| name | fear |
| description | Fear makes targets run from danger. The real-world version is structured pessimism: pre-mortem analysis, worst-case scenario generation, and risk amplification exercises that counteract the natural optimism bias in planning. Fear is the antidote to "it'll probably be fine." |
| user-invocable | true |
Fear
Amplify worst-case scenarios to surface risks that optimism hides.
Overview
Fear is interpreted here as a metaphorical spell with a shipping-now execution model.

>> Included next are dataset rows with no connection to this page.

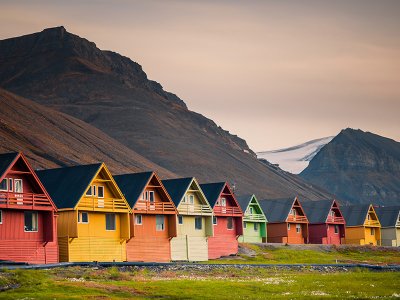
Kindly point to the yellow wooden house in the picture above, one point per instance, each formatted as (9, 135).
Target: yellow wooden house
(194, 220)
(93, 222)
(362, 225)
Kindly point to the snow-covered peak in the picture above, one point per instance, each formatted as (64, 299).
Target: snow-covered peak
(295, 159)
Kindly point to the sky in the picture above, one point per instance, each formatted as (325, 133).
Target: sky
(276, 73)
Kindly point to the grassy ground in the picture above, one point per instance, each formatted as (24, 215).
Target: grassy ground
(229, 283)
(256, 254)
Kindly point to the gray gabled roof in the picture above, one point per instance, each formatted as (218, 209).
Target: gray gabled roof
(355, 215)
(276, 210)
(6, 160)
(317, 211)
(67, 185)
(388, 215)
(177, 188)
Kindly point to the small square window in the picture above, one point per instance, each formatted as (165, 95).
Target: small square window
(198, 223)
(4, 185)
(229, 223)
(83, 217)
(110, 222)
(100, 191)
(160, 223)
(31, 221)
(138, 219)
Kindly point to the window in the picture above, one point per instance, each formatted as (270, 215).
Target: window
(83, 217)
(18, 185)
(336, 229)
(31, 222)
(89, 191)
(100, 191)
(223, 202)
(160, 225)
(110, 221)
(229, 223)
(198, 223)
(151, 196)
(138, 220)
(191, 199)
(4, 185)
(10, 184)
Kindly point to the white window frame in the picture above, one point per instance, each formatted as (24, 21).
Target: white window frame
(80, 213)
(201, 223)
(37, 221)
(6, 190)
(137, 217)
(227, 223)
(115, 221)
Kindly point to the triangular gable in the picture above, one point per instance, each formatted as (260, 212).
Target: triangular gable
(9, 161)
(371, 210)
(134, 184)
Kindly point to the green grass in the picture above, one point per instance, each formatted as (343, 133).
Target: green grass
(227, 283)
(290, 255)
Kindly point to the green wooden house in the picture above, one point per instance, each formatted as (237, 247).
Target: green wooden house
(194, 220)
(254, 220)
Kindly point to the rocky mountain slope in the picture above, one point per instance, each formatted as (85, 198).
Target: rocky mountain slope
(358, 166)
(111, 92)
(50, 138)
(295, 159)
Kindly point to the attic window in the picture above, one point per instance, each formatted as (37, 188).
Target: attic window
(4, 185)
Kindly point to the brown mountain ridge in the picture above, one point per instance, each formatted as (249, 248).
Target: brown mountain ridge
(111, 92)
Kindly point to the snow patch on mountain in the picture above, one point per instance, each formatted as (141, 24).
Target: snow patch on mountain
(295, 159)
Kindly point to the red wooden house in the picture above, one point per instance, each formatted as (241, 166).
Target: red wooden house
(153, 222)
(287, 222)
(327, 225)
(28, 225)
(227, 220)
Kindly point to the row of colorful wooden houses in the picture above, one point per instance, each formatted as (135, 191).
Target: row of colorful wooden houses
(84, 213)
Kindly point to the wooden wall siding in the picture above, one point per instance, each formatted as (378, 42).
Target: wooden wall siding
(252, 236)
(33, 252)
(189, 248)
(390, 236)
(362, 236)
(224, 242)
(148, 244)
(190, 244)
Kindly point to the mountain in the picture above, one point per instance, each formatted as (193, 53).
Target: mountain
(50, 138)
(358, 166)
(295, 159)
(111, 92)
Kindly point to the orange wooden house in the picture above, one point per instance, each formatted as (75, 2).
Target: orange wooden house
(153, 222)
(28, 225)
(227, 220)
(287, 222)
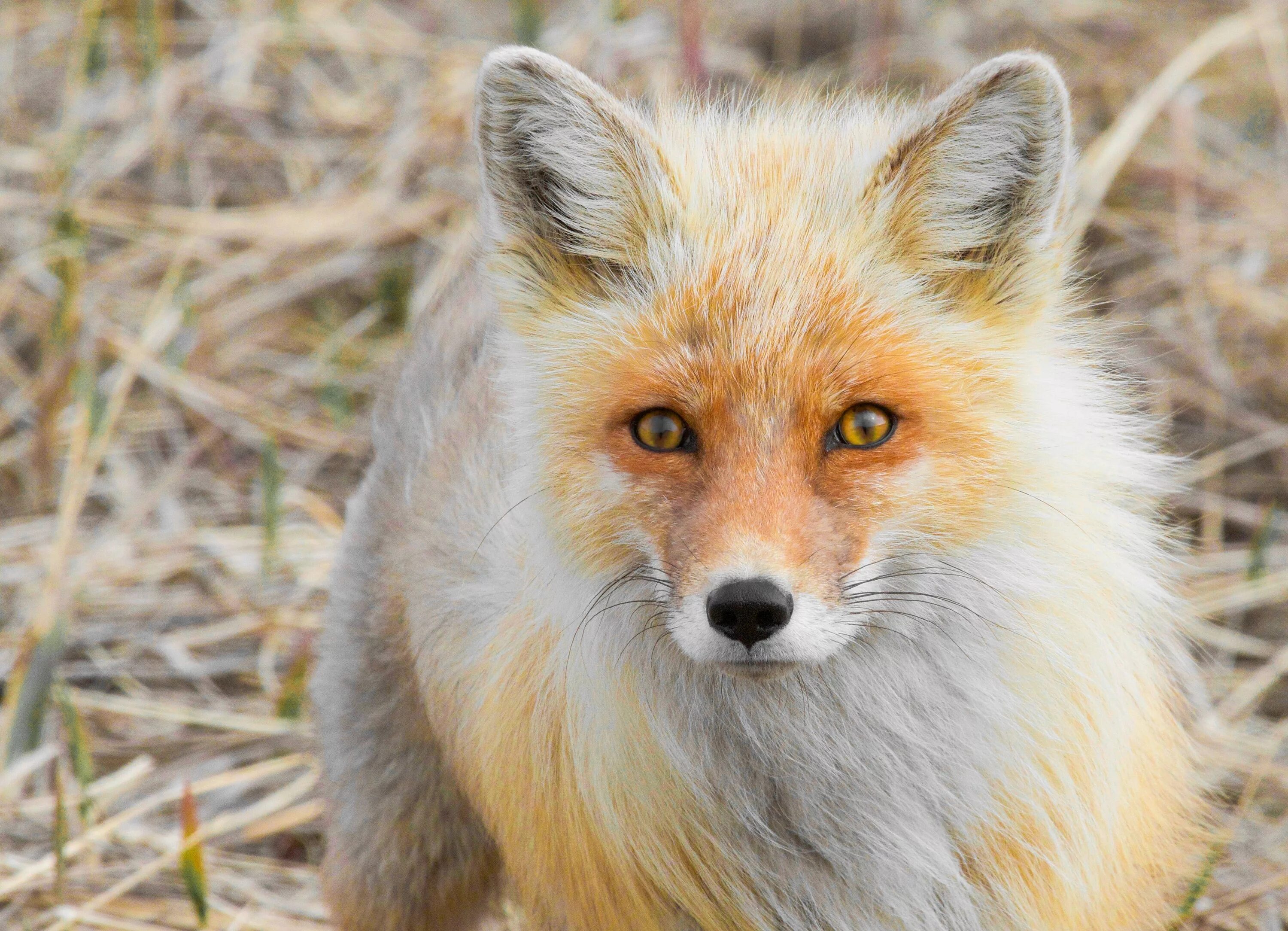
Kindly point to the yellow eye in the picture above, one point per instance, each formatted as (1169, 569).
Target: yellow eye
(865, 427)
(661, 431)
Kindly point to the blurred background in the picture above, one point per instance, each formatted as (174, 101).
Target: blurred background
(218, 222)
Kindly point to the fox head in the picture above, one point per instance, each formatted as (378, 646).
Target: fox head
(763, 350)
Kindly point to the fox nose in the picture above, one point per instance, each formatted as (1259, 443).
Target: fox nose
(749, 609)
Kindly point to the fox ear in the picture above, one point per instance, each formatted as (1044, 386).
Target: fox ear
(981, 178)
(566, 161)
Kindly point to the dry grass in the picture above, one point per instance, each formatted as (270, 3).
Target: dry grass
(217, 219)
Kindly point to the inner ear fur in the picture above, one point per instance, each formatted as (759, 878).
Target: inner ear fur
(567, 163)
(979, 178)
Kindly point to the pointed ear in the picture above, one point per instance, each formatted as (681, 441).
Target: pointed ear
(981, 178)
(565, 161)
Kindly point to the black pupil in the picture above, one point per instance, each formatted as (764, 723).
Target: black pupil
(660, 429)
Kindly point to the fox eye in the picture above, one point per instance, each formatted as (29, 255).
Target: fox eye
(661, 431)
(865, 427)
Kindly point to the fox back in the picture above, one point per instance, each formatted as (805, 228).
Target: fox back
(756, 540)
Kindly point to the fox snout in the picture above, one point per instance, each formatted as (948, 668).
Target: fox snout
(749, 611)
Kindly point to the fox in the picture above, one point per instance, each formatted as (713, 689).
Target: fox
(760, 537)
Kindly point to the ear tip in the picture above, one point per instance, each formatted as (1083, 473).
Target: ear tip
(514, 58)
(1023, 66)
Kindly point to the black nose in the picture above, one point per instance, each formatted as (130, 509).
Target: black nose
(749, 611)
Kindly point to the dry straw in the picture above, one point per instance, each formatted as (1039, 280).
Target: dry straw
(218, 219)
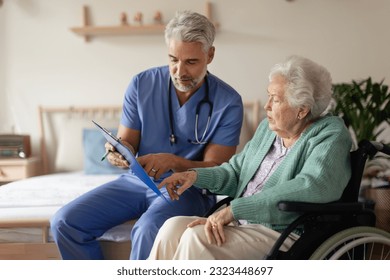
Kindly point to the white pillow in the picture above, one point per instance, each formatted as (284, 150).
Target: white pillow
(70, 153)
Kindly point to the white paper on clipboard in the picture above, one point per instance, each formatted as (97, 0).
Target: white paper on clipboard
(128, 155)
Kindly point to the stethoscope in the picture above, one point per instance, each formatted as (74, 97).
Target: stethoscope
(205, 100)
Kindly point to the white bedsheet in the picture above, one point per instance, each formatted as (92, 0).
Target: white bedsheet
(40, 197)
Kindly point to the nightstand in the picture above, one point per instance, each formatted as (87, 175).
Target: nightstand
(12, 169)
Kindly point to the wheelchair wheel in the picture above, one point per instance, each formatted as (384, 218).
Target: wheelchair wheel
(357, 243)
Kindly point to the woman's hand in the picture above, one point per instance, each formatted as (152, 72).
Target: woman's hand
(214, 224)
(183, 179)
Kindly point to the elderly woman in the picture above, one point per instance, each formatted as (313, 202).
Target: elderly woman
(297, 153)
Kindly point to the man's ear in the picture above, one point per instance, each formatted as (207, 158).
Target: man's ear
(211, 54)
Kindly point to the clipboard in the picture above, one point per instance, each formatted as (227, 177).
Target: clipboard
(128, 155)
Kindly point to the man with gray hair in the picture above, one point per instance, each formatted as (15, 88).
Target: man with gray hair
(174, 118)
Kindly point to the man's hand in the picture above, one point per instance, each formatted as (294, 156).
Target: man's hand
(116, 158)
(183, 179)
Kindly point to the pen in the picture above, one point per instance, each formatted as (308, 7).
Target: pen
(105, 155)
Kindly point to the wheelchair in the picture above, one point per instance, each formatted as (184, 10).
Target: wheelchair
(344, 229)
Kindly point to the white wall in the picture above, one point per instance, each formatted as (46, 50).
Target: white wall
(3, 120)
(44, 63)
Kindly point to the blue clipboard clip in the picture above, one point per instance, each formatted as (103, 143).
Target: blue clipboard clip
(128, 155)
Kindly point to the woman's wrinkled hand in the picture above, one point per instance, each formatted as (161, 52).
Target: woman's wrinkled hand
(214, 225)
(177, 183)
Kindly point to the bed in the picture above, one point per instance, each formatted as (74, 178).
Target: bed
(71, 149)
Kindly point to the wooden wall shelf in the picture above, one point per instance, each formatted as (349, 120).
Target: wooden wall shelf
(88, 30)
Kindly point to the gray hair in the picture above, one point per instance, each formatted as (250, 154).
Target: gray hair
(189, 26)
(308, 84)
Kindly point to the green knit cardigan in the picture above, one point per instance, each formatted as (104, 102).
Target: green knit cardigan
(316, 169)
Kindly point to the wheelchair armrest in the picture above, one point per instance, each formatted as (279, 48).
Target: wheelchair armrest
(305, 207)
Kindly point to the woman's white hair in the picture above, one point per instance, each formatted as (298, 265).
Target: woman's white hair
(308, 84)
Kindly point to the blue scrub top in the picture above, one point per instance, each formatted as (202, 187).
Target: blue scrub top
(146, 109)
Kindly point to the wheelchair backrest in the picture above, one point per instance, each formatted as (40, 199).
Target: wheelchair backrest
(358, 161)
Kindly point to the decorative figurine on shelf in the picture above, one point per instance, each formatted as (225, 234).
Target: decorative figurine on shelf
(158, 18)
(138, 18)
(124, 19)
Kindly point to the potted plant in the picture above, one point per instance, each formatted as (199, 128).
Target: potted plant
(364, 107)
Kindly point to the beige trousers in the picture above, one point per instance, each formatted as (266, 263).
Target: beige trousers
(175, 241)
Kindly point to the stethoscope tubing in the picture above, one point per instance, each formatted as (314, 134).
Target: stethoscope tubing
(205, 100)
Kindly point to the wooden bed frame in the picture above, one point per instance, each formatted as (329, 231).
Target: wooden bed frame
(46, 249)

Canonical source: Fear (spell)
Provider target: OpenClaw
When To Use
- A team is moving forward on a plan with insufficient risk analysis.
- You need a pre-mortem: imagine this project failed — why?
- Optimism bias is hiding real risks that need to be surfaced before committing resources.
Workflow
- Take the plan, project, or decision as input.
- Assume it failed catastrophically. Work backward: what went wrong?
- Generate the 5-10 most plausible failure modes, ranked by likelihood and severity.
- For each failure mode, note whether it is preventable, mitigable, or unavoidable.
- Deliver the fear inventory with a recommendation on which risks to address before proceeding.
Deliverables
- A ranked failure mode inventory: the most plausible ways this could go wrong.
- For each failure mode: likelihood, severity, and whether it can be prevented or only mitigated.
Guardrails
- Fear should inform decisions, not paralyze them. Always close with a clear recommendation: proceed, proceed with mitigations, or stop.
- Do not catastrophize for effect. Every failure mode must be plausible, not just scary.
Default Invocation
Use $fear to run a pre-mortem on this [plan/project/decision]. Assume it failed — tell me why, ranked by likelihood.